Director of National Intelligence (DNI) Avril Haines, who oversees 18 separate agencies comprising the wider “intelligence community” – including the CIA, FBI, and NSA – has released a “policy framework for commercially available information.” It is not only the very first public confirmation by a US government official that Stateside spying entities acquire extensive data on private citizens from third party brokers, but admission this yield is deeply sensitive. While purportedly setting limits on the use of this information by spooks, the details are vague or non-existent.

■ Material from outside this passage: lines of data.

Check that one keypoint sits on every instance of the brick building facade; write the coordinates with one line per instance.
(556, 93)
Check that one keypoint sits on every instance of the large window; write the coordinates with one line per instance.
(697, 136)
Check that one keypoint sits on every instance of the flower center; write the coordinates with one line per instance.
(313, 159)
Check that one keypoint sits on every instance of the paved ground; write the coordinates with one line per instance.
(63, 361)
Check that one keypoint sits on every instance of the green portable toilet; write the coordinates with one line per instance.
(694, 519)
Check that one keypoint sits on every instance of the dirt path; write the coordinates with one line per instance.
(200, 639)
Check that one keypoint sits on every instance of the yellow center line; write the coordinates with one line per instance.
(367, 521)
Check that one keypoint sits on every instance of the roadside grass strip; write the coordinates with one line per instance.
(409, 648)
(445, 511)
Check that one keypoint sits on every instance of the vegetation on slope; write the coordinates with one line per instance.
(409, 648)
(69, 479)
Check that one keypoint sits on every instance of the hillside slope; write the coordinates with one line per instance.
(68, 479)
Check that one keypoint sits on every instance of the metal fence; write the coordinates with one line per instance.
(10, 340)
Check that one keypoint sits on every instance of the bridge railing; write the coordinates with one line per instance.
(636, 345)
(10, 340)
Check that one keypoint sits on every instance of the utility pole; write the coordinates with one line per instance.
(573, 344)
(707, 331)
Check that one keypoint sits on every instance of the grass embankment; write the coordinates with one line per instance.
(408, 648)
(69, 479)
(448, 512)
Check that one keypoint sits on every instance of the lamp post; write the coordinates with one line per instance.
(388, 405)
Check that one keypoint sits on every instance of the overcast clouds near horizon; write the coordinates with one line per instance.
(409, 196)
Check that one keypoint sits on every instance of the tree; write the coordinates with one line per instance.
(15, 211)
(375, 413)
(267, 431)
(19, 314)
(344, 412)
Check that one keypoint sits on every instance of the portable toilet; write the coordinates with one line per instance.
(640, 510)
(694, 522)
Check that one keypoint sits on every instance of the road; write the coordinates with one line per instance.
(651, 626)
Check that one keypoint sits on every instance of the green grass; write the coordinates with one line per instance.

“Commercially available information” (CAI) refers to data collected on individuals, typically by their smartphones, and the apps they use, sold by third parties. Via various sleights of hand and ruthless exploitation of regulatory loopholes, US intelligence obtained information not accessible by average citizens, which would typically require a court-approved search warrant to access. Yet, by purchasing this data from private brokers, spying agencies can still claim this snooping is “open source”, based on “publicly available” records.

A particularly rich source of CAI is data hoovered from digital advertising. In-app and website adspace is sold on real-time bidding (RTB) exchanges, and location and other user data is often included as a bonus, to ensure optimal ad targeting. Many data brokers pose as advertisers in order to “scrape” the listings for user information, before selling it on for profit. The value of this data, and the malign purposes to which it can be put, are vast.